GoogleCloudDataproc / spark-bigquery-connector

BigQuery data source for Apache Spark: Read data from BigQuery into DataFrames, write DataFrames into BigQuery tables.
Apache License 2.0
358 stars 189 forks source link

BIGNUMERIC Precision Handling: Inaccurate Decimal Values #1208

Closed nabeelq closed 1 month ago

nabeelq commented 2 months ago

Hello

we are facing below error while reading BIGNUMERIC data type field -

java.lang.IllegalArgumentException: BigNumeric precision is too wide (76), Spark can only handle decimal types with max precision of 38 at com.google.cloud.spark.bigquery.SchemaConverters.getStandardDataType(SchemaConverters.java:385) ~[spark-bigquery-with-dependencies_2.12-0.37.0.jar:na] at com.google.cloud.spark.bigquery.SchemaConverters.lambda$getDataType$3(SchemaConverters.java:340) ~[spark-bigquery-with-dependencies_2.12-0.37.0.jar:na] at java.util.Optional.orElseGet(Optional.java:267) ~[na:1.8.0_262] at com.google.cloud.spark.bigquery.SchemaConverters.getDataType(SchemaConverters.java:340) ~[spark-bigquery-with-dependencies_2.12-0.37.0.jar:na] at com.google.cloud.spark.bigquery.SchemaConverters.convert(SchemaConverters.java:286) ~[spark-bigquery-with-dependencies_2.12-0.37.0.jar:na] at java.util.stream.ReferencePipeline$3$1.accept(ReferencePipeline.java:193) ~[na:1.8.0_262] at java.util.Iterator.forEachRemaining(Iterator.java:116) ~[na:1.8.0_262] at java.util.Spliterators$IteratorSpliterator.forEachRemaining(Spliterators.java:1801) ~[na:1.8.0_262] at java.util.stream.AbstractPipeline.copyInto(AbstractPipeline.java:482) ~[na:1.8.0_262]
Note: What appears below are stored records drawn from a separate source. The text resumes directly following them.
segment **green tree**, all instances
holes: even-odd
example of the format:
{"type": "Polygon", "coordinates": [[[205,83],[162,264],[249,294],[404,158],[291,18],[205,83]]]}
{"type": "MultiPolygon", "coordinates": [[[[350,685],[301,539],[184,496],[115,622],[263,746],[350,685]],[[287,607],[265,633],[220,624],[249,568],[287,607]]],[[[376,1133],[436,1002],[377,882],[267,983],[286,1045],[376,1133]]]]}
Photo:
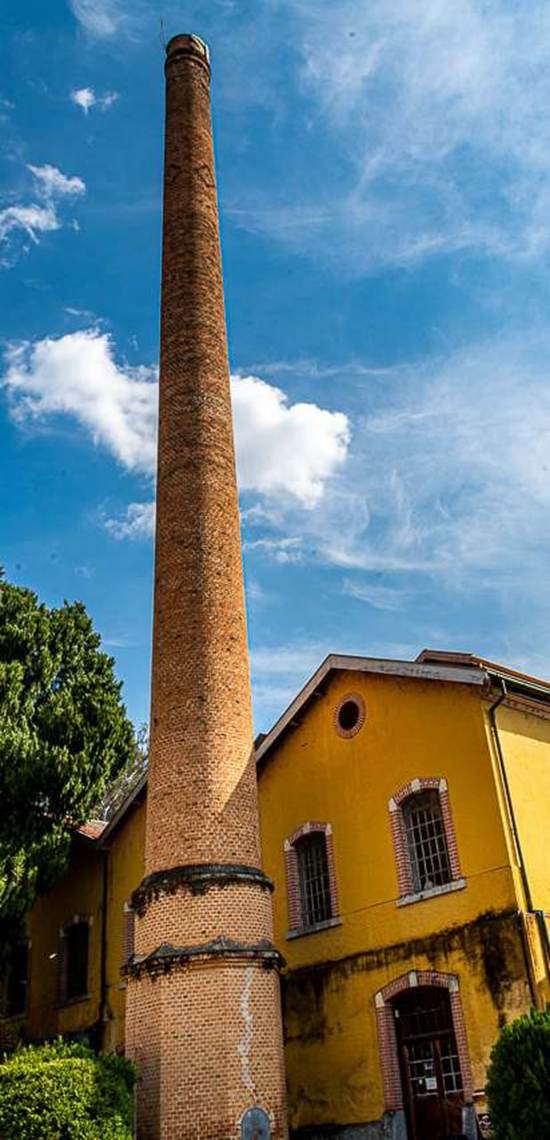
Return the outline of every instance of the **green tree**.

Spark Environment: Spark 3.3.1 with BigQuery connector version 0.37.0 .

Bigquery datatype - Screenshot 2024-04-08 at 1 20 05 PM

Note - In Bigquery, we have not defined any precision or scale for BIGNUMERIC datatype.

davidrabinowitz commented 2 months ago

Hi @nabeelq ,

When not defining precision and scale for BIGNUMERIC, then it uses the default values which are (76, 38). Unfortunately, Spark's DECIMAL is hard coded to a smaller value, and both its precision and scale are limited to a maximum of 38. What is the actual use case for this field? What is the actual precision and scale do you need?

isha97 commented 1 month ago

@nabeelq Please reopen the issue with the requested information.